Kinlaw’s performances begin with a simple but unsettling premise: what happens when the body is placed under pressure and asked to speak plainly?
The performance artist spent two years as an artist-in-residence at Bell Labs’ anechoic chamber, a space engineered to eliminate sound. Instead of pure silence, she says she heard the body’s own mechanics — gurgling, reverberation, and words that seemed less spoken than lodged in memory. That experience helps explain the force of her work, which moves across choreography, music, sound, and performance art while keeping bodily labor at its center.
In a recent conversation in her Bushwick studio, Kinlaw described her process as “creating a super-high-stakes situation and really committing to it, making an internal tension visible.” That approach was on display in December 2024, when she performed songs from her synthpop album “gut ccheck” atop a two-tier SoHo parking lot. She did so without permits or ticket sales, instead negotiating access directly with the workers. The crowd, she recalled, kept growing, and the performance was not immediately shut down.
The risk is not incidental to the work. It is the structure.
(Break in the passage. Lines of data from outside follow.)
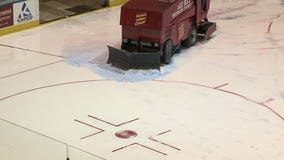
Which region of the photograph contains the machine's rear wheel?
[162,39,174,64]
[182,24,197,48]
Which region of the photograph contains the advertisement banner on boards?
[13,0,39,25]
[0,4,14,29]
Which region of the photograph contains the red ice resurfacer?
[107,0,216,70]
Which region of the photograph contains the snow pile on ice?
[65,51,175,82]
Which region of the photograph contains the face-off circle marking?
[115,130,137,139]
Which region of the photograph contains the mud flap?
[107,46,161,70]
[198,22,216,40]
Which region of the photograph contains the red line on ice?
[209,0,259,18]
[88,115,139,127]
[74,119,104,131]
[153,80,284,121]
[149,130,181,151]
[214,83,229,89]
[112,142,167,156]
[260,98,274,104]
[0,44,65,58]
[156,130,172,136]
[80,131,104,140]
[74,119,105,140]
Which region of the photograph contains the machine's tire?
[162,39,174,64]
[181,24,197,48]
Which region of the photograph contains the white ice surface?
[0,0,284,160]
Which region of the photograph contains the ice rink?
[0,0,284,160]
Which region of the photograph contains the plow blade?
[198,22,216,40]
[107,46,161,70]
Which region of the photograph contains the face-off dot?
[115,130,137,139]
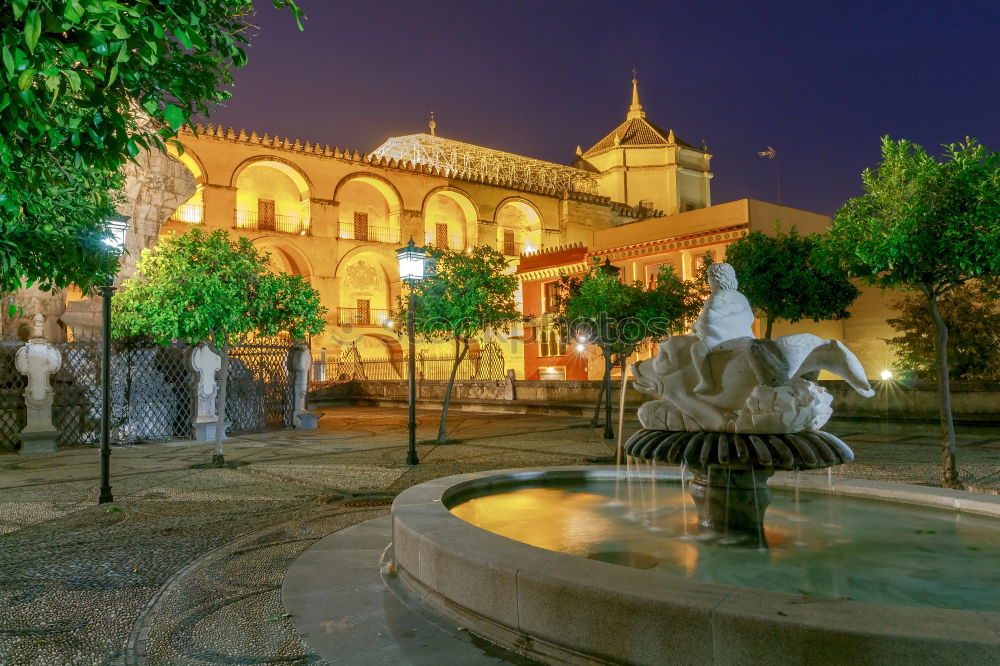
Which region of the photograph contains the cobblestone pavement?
[0,407,1000,665]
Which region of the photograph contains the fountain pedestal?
[688,466,774,543]
[624,428,854,546]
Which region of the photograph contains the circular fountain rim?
[392,466,1000,663]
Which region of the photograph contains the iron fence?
[0,338,294,449]
[0,341,28,449]
[313,343,507,388]
[52,339,194,446]
[226,338,294,435]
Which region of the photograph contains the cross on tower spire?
[625,67,646,120]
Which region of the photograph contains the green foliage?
[0,0,301,292]
[726,222,861,339]
[395,246,521,341]
[886,280,1000,380]
[823,137,1000,295]
[555,262,702,356]
[112,229,326,350]
[823,137,1000,488]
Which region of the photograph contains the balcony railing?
[170,204,205,224]
[337,222,401,245]
[500,241,524,257]
[424,231,465,250]
[337,308,390,326]
[235,210,310,236]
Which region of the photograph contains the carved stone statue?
[14,314,62,455]
[623,264,875,547]
[633,264,874,434]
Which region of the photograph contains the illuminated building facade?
[161,79,900,379]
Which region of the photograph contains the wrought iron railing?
[170,204,205,224]
[234,210,310,236]
[337,308,392,326]
[337,222,402,244]
[500,241,524,257]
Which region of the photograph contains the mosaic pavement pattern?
[0,407,1000,666]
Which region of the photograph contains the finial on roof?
[625,67,646,120]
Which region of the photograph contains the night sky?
[211,0,1000,214]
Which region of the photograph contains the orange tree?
[823,137,1000,488]
[112,229,326,467]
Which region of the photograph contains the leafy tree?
[886,280,1000,380]
[555,253,711,427]
[726,222,861,340]
[112,229,326,467]
[393,246,522,444]
[824,137,1000,488]
[0,0,301,292]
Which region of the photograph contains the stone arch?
[493,196,542,254]
[229,155,313,201]
[253,235,314,280]
[333,171,403,216]
[333,171,403,243]
[167,143,208,224]
[330,245,399,327]
[167,143,209,183]
[230,155,312,234]
[421,185,479,249]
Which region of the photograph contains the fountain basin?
[392,467,1000,664]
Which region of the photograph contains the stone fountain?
[624,264,874,545]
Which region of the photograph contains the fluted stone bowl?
[624,429,854,470]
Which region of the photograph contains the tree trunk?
[590,380,604,428]
[924,287,963,489]
[212,345,229,467]
[437,338,469,444]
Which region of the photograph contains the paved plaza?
[0,407,1000,665]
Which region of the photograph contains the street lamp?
[598,257,625,439]
[97,210,129,504]
[396,236,427,465]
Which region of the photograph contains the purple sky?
[211,0,1000,213]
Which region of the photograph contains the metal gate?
[226,338,293,435]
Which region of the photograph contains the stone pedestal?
[688,467,774,543]
[292,411,326,430]
[187,342,222,442]
[191,420,232,442]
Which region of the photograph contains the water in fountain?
[451,472,1000,612]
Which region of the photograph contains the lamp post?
[396,236,427,465]
[97,215,129,504]
[599,257,624,439]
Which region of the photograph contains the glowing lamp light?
[396,238,427,283]
[104,215,130,254]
That is especially clear in “FALL RISK,” her current project, which confronts the failures of the healthcare system and the unequal burdens of care. The first iteration was performed at Art Omi in Upstate New York last summer, where Kinlaw was hoisted 128 feet into the air by a crane. Suspended and swinging, she narrated the story of caring for her disabled mother as her parents slid into poverty, her vocal delivery strained by the conditions of the piece.
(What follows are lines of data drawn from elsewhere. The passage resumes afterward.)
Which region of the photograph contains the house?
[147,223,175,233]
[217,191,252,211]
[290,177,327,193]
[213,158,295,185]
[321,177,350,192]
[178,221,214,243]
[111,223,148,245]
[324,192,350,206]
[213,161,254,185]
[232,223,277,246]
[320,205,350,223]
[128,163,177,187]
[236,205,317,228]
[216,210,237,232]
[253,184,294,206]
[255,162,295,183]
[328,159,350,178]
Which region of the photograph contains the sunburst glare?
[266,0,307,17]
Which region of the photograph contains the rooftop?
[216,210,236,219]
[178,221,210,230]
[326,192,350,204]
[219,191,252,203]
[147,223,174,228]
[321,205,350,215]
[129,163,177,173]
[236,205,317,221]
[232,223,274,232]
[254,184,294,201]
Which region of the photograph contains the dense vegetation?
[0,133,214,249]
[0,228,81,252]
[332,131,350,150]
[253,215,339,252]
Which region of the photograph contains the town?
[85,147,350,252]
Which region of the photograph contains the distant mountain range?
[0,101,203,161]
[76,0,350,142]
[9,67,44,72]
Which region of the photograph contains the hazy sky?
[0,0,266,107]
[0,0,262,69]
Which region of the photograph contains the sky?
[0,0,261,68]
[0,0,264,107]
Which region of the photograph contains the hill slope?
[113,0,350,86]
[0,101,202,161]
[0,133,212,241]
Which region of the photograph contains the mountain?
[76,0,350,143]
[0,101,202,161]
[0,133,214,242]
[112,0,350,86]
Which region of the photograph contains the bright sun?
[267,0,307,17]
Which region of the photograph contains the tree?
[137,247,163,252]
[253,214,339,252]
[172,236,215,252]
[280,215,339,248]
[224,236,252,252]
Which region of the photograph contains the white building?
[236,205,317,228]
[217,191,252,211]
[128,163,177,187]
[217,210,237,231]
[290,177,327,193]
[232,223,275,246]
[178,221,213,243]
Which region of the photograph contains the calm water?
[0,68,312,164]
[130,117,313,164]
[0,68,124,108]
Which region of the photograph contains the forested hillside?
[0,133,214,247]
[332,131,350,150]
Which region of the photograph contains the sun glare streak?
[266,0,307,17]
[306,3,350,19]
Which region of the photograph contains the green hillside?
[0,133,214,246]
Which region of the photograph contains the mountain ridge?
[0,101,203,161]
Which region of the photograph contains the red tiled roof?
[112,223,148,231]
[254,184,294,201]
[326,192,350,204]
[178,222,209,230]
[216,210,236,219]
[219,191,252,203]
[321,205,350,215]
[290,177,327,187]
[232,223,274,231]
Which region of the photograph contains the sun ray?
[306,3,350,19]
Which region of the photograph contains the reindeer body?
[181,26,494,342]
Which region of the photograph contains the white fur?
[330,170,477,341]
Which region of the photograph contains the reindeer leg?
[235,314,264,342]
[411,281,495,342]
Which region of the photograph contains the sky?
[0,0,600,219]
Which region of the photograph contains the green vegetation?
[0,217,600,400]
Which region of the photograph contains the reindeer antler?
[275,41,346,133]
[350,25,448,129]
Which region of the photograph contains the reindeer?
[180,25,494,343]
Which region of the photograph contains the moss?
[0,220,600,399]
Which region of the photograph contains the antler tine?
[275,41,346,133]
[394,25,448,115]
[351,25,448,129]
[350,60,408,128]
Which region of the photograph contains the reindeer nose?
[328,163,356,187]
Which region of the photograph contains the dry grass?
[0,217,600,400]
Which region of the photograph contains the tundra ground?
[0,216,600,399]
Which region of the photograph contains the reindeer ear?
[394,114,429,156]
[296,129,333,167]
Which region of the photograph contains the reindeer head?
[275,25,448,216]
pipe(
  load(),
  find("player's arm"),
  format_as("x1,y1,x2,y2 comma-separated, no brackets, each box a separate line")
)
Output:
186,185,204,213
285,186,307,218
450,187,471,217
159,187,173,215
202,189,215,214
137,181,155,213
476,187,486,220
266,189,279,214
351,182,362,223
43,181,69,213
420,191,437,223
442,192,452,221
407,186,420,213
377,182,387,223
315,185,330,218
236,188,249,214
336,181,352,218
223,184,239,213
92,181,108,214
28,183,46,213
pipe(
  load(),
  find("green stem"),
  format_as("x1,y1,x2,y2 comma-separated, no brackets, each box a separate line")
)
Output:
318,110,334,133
The performance’s refrain is blunt in its repetition: “My mother’s body falls apart. And I push mine harder… Their bodies fall apart and I push mine harder.” In that line, Kinlaw links private caregiving to a broader system in which illness, disability, and financial precarity are never evenly distributed.
She is now imagining another version of “FALL RISK” in Times Square. Set amid Midtown’s dense network of finance, tourism, and spectacle, the work would place a human body inside the city’s most public language of value. Kinlaw’s performances do not offer easy catharsis. They make visible the cost of endurance, and the systems that so often refuse to pay it back.